NICKY BEER

Bi

                    Element 83

I am a tender thing amidst poisons.

Iridescent, my blue flames
and my yellow smokes. Though I welcome
whatever the light can find,

when I enter your body
I can always read its beauty,
even with the lights off.

You will encounter me
as twice as often in the earth
as gold.

Promiscuous?
Indiscriminate?
No. I am abundant.


Herself

“Helium, element two, has […] tremendous independence, because it
doesn’t need to interact with other atoms or share or steal electrons to
feel satisfied. Helium has found its erotic complement in itself.”

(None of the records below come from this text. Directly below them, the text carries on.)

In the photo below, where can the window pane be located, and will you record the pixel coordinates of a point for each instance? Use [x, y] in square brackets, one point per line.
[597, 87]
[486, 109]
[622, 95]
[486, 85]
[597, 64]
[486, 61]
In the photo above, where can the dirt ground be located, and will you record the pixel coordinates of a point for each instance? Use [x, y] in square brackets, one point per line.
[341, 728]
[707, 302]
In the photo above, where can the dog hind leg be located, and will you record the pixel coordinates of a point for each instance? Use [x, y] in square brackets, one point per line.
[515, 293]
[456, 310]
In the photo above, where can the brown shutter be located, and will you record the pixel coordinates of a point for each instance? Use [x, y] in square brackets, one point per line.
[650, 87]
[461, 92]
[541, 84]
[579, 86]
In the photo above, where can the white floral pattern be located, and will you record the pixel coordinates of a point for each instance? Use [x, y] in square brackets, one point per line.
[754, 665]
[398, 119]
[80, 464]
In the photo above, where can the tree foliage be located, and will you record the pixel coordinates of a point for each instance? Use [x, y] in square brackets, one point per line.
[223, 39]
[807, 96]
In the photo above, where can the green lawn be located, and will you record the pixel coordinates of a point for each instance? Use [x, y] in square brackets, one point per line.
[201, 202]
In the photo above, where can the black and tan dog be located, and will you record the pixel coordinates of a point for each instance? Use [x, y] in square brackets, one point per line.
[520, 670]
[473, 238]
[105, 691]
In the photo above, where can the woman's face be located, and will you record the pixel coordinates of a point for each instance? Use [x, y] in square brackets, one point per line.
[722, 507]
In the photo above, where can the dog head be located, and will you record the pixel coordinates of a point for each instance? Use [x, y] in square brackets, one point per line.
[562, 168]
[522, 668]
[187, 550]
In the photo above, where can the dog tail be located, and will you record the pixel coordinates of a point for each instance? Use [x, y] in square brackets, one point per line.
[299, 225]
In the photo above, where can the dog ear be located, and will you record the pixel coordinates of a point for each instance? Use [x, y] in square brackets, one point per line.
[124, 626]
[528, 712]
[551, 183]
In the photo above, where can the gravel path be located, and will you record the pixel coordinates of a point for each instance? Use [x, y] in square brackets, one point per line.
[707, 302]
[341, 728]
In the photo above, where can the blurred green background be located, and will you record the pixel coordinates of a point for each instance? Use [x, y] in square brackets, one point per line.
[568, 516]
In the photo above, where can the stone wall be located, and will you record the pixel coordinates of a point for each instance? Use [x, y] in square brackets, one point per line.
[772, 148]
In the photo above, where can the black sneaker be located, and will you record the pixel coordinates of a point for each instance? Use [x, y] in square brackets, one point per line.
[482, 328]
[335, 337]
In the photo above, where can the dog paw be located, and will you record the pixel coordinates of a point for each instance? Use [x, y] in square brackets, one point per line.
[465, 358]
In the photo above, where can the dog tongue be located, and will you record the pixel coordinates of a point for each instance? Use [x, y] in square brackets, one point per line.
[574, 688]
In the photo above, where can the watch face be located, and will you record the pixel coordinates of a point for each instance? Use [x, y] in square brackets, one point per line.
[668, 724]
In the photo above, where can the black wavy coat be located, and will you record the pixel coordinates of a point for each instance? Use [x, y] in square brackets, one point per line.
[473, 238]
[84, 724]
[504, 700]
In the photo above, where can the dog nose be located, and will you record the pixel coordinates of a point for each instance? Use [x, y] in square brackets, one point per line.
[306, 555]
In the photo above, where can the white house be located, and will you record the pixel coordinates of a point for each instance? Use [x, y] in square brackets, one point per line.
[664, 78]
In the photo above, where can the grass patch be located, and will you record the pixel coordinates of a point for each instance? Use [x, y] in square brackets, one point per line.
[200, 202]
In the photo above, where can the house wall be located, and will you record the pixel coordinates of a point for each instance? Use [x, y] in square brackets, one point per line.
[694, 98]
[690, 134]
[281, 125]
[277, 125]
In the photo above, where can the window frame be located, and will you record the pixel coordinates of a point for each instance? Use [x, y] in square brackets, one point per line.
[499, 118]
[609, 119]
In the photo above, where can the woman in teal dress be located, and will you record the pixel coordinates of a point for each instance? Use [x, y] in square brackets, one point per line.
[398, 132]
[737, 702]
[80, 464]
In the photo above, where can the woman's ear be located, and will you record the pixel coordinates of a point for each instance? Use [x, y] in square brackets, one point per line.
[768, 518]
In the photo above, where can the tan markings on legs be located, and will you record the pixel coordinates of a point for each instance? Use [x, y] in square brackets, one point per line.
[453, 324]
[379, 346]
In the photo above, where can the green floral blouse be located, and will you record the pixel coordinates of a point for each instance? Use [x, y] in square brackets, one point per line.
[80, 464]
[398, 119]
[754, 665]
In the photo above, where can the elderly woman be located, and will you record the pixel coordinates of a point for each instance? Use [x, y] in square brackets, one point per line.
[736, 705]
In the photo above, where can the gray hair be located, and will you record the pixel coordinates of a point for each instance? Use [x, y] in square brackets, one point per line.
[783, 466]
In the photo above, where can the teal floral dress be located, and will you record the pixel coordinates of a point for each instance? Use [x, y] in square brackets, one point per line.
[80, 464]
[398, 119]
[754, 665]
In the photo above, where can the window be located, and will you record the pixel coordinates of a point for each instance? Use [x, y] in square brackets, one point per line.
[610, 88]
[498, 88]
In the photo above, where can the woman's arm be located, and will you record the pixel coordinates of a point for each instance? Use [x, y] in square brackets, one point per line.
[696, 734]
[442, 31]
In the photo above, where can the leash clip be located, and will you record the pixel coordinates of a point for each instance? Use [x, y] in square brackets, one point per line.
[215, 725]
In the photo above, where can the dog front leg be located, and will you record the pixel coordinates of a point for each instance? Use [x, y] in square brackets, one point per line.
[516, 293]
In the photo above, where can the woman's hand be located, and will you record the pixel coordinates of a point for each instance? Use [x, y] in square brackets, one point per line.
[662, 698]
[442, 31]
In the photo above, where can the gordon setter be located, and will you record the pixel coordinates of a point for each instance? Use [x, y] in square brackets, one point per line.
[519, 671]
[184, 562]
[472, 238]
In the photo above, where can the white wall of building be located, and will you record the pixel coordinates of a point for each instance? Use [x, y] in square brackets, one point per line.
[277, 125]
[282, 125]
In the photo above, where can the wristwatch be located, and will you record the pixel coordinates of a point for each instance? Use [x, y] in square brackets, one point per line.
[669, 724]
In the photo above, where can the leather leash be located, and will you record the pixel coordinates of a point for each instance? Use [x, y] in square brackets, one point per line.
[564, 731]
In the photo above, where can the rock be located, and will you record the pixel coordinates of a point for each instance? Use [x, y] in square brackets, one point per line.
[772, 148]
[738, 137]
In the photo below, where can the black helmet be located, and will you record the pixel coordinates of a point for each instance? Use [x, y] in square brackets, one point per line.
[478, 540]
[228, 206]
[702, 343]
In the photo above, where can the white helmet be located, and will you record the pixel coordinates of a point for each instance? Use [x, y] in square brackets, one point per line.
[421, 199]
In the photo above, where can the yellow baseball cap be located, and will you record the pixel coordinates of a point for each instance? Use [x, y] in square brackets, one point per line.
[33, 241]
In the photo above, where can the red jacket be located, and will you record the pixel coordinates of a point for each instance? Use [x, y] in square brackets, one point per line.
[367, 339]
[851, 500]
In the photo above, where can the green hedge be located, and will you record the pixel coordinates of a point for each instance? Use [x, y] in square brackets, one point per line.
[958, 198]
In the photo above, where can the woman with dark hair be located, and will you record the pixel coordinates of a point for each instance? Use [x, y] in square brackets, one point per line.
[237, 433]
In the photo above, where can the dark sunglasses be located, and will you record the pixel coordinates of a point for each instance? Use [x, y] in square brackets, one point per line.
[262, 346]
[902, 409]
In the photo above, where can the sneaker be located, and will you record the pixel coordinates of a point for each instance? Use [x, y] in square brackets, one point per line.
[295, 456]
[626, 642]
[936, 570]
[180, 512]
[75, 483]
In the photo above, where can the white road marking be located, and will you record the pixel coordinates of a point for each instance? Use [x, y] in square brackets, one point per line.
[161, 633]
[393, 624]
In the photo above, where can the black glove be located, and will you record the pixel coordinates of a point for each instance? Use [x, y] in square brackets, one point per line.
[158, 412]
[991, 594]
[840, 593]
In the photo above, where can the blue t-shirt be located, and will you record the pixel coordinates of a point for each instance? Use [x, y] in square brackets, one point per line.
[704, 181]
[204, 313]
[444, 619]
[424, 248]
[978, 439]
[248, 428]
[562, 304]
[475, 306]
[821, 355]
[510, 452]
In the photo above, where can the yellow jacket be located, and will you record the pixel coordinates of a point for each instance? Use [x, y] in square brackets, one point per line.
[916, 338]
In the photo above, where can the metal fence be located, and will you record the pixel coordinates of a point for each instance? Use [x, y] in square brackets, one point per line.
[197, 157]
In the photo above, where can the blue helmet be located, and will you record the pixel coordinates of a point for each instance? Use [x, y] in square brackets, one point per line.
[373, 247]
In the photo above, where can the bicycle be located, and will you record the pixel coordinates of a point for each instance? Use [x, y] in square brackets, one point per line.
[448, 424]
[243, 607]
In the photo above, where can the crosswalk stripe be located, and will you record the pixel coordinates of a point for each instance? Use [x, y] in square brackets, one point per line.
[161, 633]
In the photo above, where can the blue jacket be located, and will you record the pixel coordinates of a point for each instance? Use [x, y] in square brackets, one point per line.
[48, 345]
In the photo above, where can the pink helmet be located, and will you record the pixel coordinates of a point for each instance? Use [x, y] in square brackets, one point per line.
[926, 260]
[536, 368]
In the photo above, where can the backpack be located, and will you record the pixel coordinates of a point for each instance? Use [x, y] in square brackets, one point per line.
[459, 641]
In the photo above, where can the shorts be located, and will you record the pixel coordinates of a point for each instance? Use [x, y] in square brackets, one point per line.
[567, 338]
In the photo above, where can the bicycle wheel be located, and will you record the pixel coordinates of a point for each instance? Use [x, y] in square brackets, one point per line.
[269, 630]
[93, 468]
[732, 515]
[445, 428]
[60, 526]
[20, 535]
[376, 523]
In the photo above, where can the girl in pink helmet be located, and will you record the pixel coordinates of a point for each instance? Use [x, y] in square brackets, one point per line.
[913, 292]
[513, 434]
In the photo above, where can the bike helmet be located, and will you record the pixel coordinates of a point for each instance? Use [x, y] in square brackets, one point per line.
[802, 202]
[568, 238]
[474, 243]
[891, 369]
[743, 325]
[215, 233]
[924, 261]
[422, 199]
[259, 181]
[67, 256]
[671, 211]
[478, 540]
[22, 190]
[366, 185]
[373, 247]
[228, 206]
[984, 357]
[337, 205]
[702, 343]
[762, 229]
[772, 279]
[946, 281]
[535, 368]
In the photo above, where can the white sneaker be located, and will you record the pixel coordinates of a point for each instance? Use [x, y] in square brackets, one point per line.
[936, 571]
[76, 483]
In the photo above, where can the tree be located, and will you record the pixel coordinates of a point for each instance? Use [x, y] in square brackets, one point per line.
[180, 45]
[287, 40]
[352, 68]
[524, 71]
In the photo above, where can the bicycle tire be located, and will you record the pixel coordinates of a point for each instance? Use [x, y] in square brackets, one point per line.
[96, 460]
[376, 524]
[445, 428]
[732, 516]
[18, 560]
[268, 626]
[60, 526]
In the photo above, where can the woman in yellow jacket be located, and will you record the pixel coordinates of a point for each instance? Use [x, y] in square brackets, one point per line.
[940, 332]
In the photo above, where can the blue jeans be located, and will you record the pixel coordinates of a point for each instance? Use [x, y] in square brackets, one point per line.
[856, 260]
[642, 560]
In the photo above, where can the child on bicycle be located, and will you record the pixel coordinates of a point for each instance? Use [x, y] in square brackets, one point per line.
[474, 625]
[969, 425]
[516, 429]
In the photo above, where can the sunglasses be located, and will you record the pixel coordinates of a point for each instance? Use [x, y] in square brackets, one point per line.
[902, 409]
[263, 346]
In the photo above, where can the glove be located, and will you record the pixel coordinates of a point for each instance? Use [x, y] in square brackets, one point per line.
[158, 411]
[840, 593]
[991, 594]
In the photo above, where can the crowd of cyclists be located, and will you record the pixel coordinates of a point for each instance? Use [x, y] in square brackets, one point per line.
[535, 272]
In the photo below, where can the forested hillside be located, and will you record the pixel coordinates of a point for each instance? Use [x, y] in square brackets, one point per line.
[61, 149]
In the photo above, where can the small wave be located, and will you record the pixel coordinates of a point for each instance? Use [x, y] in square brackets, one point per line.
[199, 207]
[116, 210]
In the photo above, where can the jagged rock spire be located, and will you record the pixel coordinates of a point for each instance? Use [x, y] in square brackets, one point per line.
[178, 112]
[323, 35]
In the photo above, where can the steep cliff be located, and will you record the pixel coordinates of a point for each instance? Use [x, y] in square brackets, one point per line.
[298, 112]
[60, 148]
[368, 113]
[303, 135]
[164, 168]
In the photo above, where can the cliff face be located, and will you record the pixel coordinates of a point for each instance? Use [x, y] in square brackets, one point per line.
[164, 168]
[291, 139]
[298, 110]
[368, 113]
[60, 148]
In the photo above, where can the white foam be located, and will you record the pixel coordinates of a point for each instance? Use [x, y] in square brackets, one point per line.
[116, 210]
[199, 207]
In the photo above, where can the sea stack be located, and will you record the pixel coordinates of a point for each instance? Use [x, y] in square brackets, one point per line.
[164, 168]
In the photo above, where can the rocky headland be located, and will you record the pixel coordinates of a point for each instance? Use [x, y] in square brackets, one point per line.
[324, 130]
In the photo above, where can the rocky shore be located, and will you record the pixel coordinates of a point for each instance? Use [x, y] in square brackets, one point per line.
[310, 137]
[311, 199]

–Sam Kean, The Disappearing Spoon: and other true tales of madness, love, and the history of the world from the periodic table of elements

I wrap my arms around
my circumference and am
wholly content.
I serenade myself
with strange, circular
instruments; I toss
myself peonies on the edge
of bloom in reward.
I am never more than inches
from the warm fortune
of my lady’s thighs,
of which there will
never be enough.
At any given moment
her fingers are stirring
music from my hair.
Think of a bubble that rises
endlessly, limitlessly
through the sky. I lift
without burning away.

   

Green Dress

“…our fair charmers in green whirl through the giddy waltz actually in a cloud
of arsenical dust. Twenty yards […] are required for the modern female dress, and
twenty yards of green tartalane would carry about 900 grains of white arsenic.”

British Medical Journal, Feb. 5, 1862

We prefer beauty
with a body count.

The apple she offers is green.
We love to sing along
with its sour music.

She draws
long scarves of water

and blood out
of our mouths.

You’re either dead
by the poison
the world chooses

for you, or by the one
you choose for yourself.

We breathe our last
under the green
zenith of her skirts.

NICKY BEER is a bi/queer poet, author of Real Phonies and Genuine Fakes (forthcoming from Milkweed 2022), as well as The Octopus Game and The Diminishing House (Carnegie Mellon UP), both winners of the Colorado Book Award for poetry. Her awards also include a fellowship from the National Endowment for the Arts, a Ruth Lilly Fellowship from the Poetry Foundation, a MacDowell Fellowship, a fellowship and a scholarship from the Bread Loaf Writers’ Conference, and a Mary Wood Fellowship. She is an associate professor at the University of Colorado Denver, where she is a poetry editor for the journal Copper Nickel.